In the description of the embodiment, two inflow ports and two outflow ports are provided by way of example, but more than two inflow ports or more than two outflow ports may be provided.
Therefore, it is to be understood that the invention is not limited to the above embodiment and that the invention includes various changes and modifications without departing from the spirit and scope of the invention.

Claims

1. A microreactor, comprising a plurality of flow channels and a joint flow channel where the plurality of flow channels are joined, in which fluids flowing through the plurality of flow channels join in the joint flow channel to react with each other,

wherein the microreactor further comprises an ultrasonic wave oscillation section which applies an ultrasonic wave to the joint flow channel.
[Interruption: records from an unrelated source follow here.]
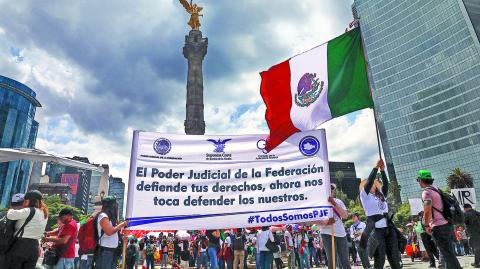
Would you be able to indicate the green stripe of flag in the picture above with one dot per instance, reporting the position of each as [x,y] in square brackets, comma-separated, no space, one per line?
[347,76]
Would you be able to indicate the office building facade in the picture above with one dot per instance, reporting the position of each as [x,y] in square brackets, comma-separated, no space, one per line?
[18,129]
[117,189]
[99,183]
[347,179]
[424,67]
[77,179]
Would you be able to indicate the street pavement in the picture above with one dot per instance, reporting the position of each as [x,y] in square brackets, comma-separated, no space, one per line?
[465,262]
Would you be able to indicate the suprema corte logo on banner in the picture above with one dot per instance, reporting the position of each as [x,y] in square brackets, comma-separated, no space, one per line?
[162,146]
[309,146]
[265,156]
[219,150]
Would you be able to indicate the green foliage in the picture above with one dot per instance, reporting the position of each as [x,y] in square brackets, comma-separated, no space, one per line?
[458,179]
[55,205]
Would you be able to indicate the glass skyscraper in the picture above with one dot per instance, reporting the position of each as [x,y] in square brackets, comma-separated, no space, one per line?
[424,66]
[18,129]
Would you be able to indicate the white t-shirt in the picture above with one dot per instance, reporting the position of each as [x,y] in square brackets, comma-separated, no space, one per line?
[374,206]
[339,230]
[288,239]
[35,228]
[108,241]
[356,230]
[298,240]
[262,239]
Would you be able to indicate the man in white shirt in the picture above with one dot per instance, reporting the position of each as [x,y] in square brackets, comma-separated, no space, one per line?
[340,235]
[356,231]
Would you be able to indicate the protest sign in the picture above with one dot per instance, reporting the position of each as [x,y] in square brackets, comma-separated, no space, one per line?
[206,182]
[416,206]
[465,196]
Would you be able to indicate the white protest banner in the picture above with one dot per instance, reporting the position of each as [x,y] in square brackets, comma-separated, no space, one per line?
[206,182]
[465,196]
[416,206]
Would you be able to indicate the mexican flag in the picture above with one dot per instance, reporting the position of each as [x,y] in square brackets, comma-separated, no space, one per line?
[311,88]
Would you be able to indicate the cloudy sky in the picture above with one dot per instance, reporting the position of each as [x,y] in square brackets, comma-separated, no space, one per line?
[102,69]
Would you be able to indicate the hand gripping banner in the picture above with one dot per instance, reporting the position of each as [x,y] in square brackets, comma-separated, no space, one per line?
[207,182]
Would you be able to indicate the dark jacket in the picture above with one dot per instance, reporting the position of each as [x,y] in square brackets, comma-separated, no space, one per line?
[472,222]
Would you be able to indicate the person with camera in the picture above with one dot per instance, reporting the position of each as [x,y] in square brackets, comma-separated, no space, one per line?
[31,220]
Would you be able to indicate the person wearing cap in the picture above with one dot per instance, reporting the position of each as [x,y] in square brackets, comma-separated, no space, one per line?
[289,243]
[356,230]
[472,223]
[64,241]
[24,252]
[379,234]
[16,203]
[108,228]
[339,234]
[435,223]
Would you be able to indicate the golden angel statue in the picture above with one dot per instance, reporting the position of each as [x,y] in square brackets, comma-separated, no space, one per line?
[194,11]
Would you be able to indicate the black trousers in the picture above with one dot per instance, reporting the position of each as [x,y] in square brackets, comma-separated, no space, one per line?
[387,245]
[430,247]
[442,235]
[23,255]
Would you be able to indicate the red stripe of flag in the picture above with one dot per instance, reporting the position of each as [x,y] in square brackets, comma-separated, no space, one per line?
[275,91]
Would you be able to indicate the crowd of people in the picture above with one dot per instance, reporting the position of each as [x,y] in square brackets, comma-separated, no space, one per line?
[434,235]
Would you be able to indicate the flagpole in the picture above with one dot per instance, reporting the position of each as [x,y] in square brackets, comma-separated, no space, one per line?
[371,93]
[334,261]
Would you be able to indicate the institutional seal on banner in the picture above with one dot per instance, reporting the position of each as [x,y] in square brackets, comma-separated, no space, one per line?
[308,90]
[309,145]
[162,146]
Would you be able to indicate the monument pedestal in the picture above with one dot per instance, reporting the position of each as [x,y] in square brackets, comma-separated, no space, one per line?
[194,51]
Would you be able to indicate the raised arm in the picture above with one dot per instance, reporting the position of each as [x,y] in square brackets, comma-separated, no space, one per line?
[370,180]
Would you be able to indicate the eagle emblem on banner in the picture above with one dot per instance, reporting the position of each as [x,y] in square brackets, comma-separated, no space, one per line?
[308,89]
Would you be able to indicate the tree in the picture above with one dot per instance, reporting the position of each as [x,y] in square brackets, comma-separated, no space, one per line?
[458,179]
[55,205]
[339,175]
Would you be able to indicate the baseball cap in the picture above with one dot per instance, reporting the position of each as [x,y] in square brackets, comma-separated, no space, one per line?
[65,212]
[108,200]
[18,198]
[34,195]
[424,175]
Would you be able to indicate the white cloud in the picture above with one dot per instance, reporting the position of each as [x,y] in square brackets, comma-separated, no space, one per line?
[62,79]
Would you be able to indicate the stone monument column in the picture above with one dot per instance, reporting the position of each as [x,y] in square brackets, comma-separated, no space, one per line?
[195,50]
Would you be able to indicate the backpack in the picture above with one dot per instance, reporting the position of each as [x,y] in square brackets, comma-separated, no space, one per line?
[131,253]
[451,208]
[239,243]
[149,250]
[7,231]
[88,236]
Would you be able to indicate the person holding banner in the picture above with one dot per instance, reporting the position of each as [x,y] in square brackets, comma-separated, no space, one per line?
[339,234]
[213,247]
[266,255]
[380,235]
[106,256]
[435,223]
2. The microreactor according to claim 1,

wherein the ultrasonic wave oscillation section is disposed on a side face of the joint flow channel.

3. The microreactor according to claim 1,

wherein strength of the ultrasonic wave applied by the ultrasonic wave oscillation section is variable.

4. The microreactor according to claim 1,

wherein the ultrasonic wave oscillation section is disposed so as to apply the ultrasonic wave at right angles to the fluids flowing through the joint flow channel.

5. The microreactor according to claim 1,

wherein the joint flow channel is branched into a plurality of channels on a downstream side.